Happy Birthday, Sesame Street
I remember exactly where I was 40 years ago today — sitting in front of our 26-inch color television console watching a big, yellow bird, a green garbage-can monster and a host of multicultural friends on PBS’ Sesame Street.
That program played a large part in my childhood. I perfected my counting skills, learned the alphabet with the forever 6-year-old Big Bird and even learned a smattering a Spanish. To this day, I can count to ten in Spanish because of Sesame Street!

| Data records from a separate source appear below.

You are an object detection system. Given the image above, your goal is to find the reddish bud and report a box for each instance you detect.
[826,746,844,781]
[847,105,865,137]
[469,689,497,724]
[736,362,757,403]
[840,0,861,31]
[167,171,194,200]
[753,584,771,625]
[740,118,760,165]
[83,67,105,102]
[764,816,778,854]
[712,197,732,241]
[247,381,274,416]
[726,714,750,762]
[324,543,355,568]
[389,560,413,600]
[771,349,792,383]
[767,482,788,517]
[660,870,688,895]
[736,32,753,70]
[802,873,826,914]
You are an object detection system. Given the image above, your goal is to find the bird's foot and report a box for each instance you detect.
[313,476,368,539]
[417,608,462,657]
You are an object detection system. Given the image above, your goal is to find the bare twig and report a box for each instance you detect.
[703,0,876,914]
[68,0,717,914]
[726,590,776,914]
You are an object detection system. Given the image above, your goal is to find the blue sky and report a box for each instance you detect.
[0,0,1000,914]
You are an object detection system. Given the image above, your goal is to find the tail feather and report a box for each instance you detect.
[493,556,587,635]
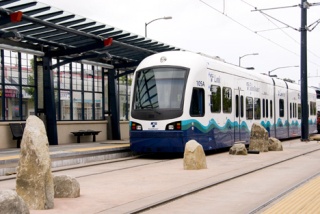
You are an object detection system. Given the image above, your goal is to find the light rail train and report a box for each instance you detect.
[130,51,317,153]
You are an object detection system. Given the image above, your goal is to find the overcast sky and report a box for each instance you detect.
[39,0,320,87]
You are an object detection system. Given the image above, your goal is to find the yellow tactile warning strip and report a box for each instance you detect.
[68,144,129,152]
[263,176,320,214]
[0,155,19,160]
[0,143,130,160]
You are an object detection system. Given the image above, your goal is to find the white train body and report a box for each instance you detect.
[130,51,316,152]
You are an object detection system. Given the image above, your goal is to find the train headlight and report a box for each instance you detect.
[166,121,181,130]
[131,122,142,131]
[168,124,174,130]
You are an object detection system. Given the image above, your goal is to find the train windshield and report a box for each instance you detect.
[133,67,188,110]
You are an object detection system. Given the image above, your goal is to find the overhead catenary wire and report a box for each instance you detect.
[199,0,298,56]
[199,0,320,66]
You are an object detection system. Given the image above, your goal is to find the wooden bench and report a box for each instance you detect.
[71,130,101,143]
[9,123,26,148]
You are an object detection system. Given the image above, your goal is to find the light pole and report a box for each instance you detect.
[144,16,172,37]
[239,53,259,67]
[268,65,299,76]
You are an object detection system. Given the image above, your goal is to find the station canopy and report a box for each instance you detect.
[0,0,180,69]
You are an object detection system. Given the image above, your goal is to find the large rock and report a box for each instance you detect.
[229,143,248,155]
[268,137,283,151]
[16,116,54,210]
[249,123,269,152]
[0,190,30,214]
[183,140,207,170]
[53,175,80,198]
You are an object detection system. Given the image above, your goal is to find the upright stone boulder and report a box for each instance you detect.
[229,143,248,155]
[0,190,30,214]
[16,116,54,210]
[268,137,283,151]
[249,123,269,152]
[53,175,80,198]
[183,140,207,170]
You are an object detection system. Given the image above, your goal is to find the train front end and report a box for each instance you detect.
[130,53,196,153]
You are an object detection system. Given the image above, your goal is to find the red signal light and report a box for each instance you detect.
[103,38,113,47]
[10,11,22,22]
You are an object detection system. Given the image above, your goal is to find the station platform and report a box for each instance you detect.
[0,140,133,177]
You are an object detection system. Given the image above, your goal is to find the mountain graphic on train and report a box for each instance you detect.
[130,51,317,153]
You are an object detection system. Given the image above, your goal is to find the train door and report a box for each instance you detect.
[234,87,245,142]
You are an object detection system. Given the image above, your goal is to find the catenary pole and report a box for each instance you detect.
[300,0,309,141]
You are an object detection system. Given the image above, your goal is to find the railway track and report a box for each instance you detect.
[0,142,320,214]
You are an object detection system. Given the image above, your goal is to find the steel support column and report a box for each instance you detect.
[43,56,58,145]
[108,69,121,140]
[300,0,309,141]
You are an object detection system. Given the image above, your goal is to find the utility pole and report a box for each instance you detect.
[300,0,309,141]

This was exactly the goal of the Children’s Television Workshop (CTW) when it started down the road of educational television programming for kids. The creators proposed using television’s “most engaging traits,”including high production values, sophisticated writing and quality film and animation, to reach the largest audience possible.CTW set out to create a program that would spread pro-learning values to both children and their parents and that would resonate with them long after they turned off the TV.
It worked. Sesame Street has become the leader and innovator in educational programming. It doesn’t talk down to the 3-to-7 set; instead, it speaks to this age group with intelligence and sophistication. Sesame Street also keeps up with the times — looking back at what I watched and what my nieces and nephews see on the Street is like comparing a buggy to a Maserati.
I can still sing the Sesame Street theme song 40 years later with the same intensity and joy as I did when I was 4 years old. I even have some of the books and record albums that were put out in the early ’70s with the Muppets greatest hits — pop songs hiding important lessons on sharing, phonics and friendship. And yes, I sat on the floor cross-legged with my three children, too, as they watched Sesame Street, singing and laughing.
So pull off your tie, let down your hair and embrace the 4-year-old inside and join in with me: “Sunny days, chasing the clouds away. On my way to where the air is sweet. Can you tell me how to get, how to get to Sesame Street?!”